Comment avez-vous vécu votre expérience de conseiller régional du Centre-Val de Loire ?
« C’est la révélation !
« C’est que le petit département de l’Indre, n’était qu’un département parmi d’autres, en Région Centre-Val de Loire. Le fait que tout était axé pour le Loiret, le Loir-et-Cher et l’Indre-et-Loire. La colonne vertébrale de la Région Centre-Val de Loire était la Loire et que tous ceux qui en étaient éloignés, l’Eure-et-Loir, l’Indre et le Cher, n’avaient qu’un soutien que l’on apporte aux mendiants et d’aumônes.
« J’ai compris que la campagne de Jacques Chirac, qui avait été initiée par Philippe Seguin, sur la fracture territoriale et la fracture sociale avait un vrai sens. La limite dans cette campagne, c’est qu’elle ne s’est pas traduite dans les actes. Lorsque l’on est loin du feu, la cheminé étant à Orléans, on est loin de tout. Porter l’Indre à la Région, a été un vrai exercice. Comme apporter la Région dans l’Indre, l’a été aussi. Un vrai combat, avec des réussites et des déceptions. Cette fracture territoriale, cela est politiquement dit. Cela veut donc dire que le principe d’égalité régionale n’existe pas. Sans doute comme le principe d’égalité en France.
« J’ai une appétence particulière pour le logement, la sécurité, comme vous avez pu le voir. J’adore par ailleurs la culture parce que je considère que c’est ce qui élève l’esprit des gens.

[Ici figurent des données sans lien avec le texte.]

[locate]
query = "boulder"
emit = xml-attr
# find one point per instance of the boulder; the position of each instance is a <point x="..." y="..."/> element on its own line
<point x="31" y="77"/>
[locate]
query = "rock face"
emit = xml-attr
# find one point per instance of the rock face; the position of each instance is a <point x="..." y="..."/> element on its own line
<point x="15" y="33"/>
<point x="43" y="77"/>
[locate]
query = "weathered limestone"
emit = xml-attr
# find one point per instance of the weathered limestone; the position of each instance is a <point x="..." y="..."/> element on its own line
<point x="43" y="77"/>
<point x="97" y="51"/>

Lorsque je vois notre ministre actuelle de la Culture, je lui dis qu’elle n’est que l’adjointe de la Ville de Paris à la Culture, puisque 94% de son budget concerne la Ville de Paris. Tout est quand même très centralisé chez nous. On a décentralisé les choses sans importance. »

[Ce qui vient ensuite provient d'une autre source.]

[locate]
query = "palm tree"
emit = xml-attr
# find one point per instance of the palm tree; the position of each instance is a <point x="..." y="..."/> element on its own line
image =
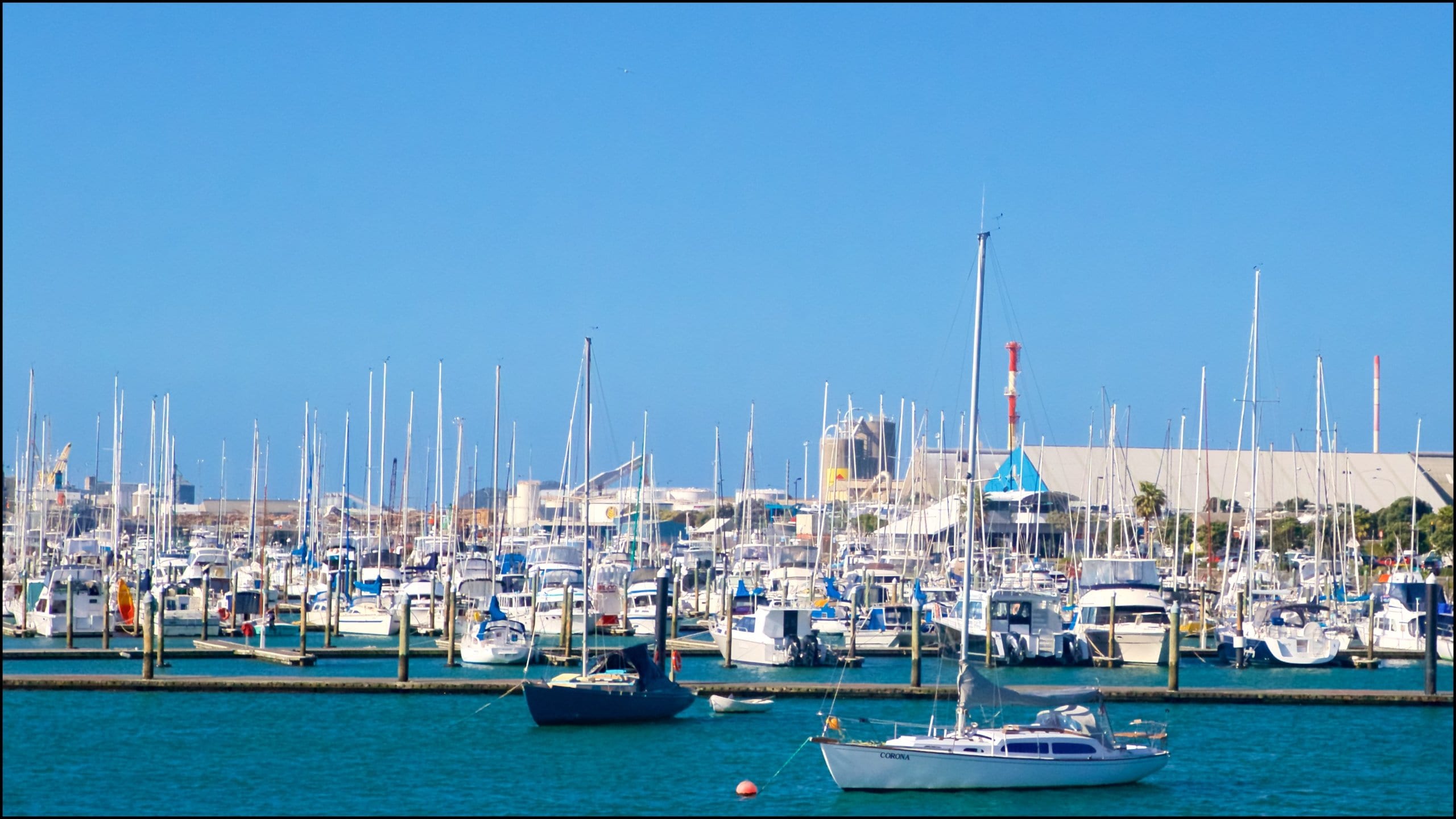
<point x="1148" y="503"/>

Vous avez été ensuite conseiller communautaire de la Communauté d’Agglomération Castelroussine. Quelle expérience en gardez-vous ?
« Avant la Communauté d’Agglo, j’ai été le moteur avec un maire socialiste, alors que j’étais RPR, de la création d’un syndicat intercommunal de développement économique qui s’appelait le syndicat intercommunal CAPSUD – Centre d’Activité Porte Sud. Ceci réunissait pour la première fois une ville frontalière de Châteauroux et la ville de Châteauroux sur un enjeu de développement économique, qui était sur le territoire de la commune de Saint-Maur, dont j’étais le maire. On a donc créé une zone économique qui nous a permis d’avoir le premier magasin Décathlon de l’Indre. Les personnes devaient aller soit à Limoges, soit à Poitiers, ou à Tours, ou à Orléans. On avait des gens qui allaient dépenser de l’argent, obtenus dans l’Indre, hors département et qui donc allaient entretenir des emplois ailleurs. Ce que l’on appelle l’évasion commerciale.
« Puis il y a eu une alternance politique. Jean-Pierre Chevènement, ministre de l’Intérieur, créé la loi dite d’administration territoriale de la République, qui donne lieu à la création des Agglomérations. Chez nous elle est créé ex nilo par le préfet qui rassemble les communes. Je deviens vice-président en charge des Finances et de l’évaluation des charges transférées. Je l’ai été pendant 20 ans, jusqu’à la fin de mon mandat de maire.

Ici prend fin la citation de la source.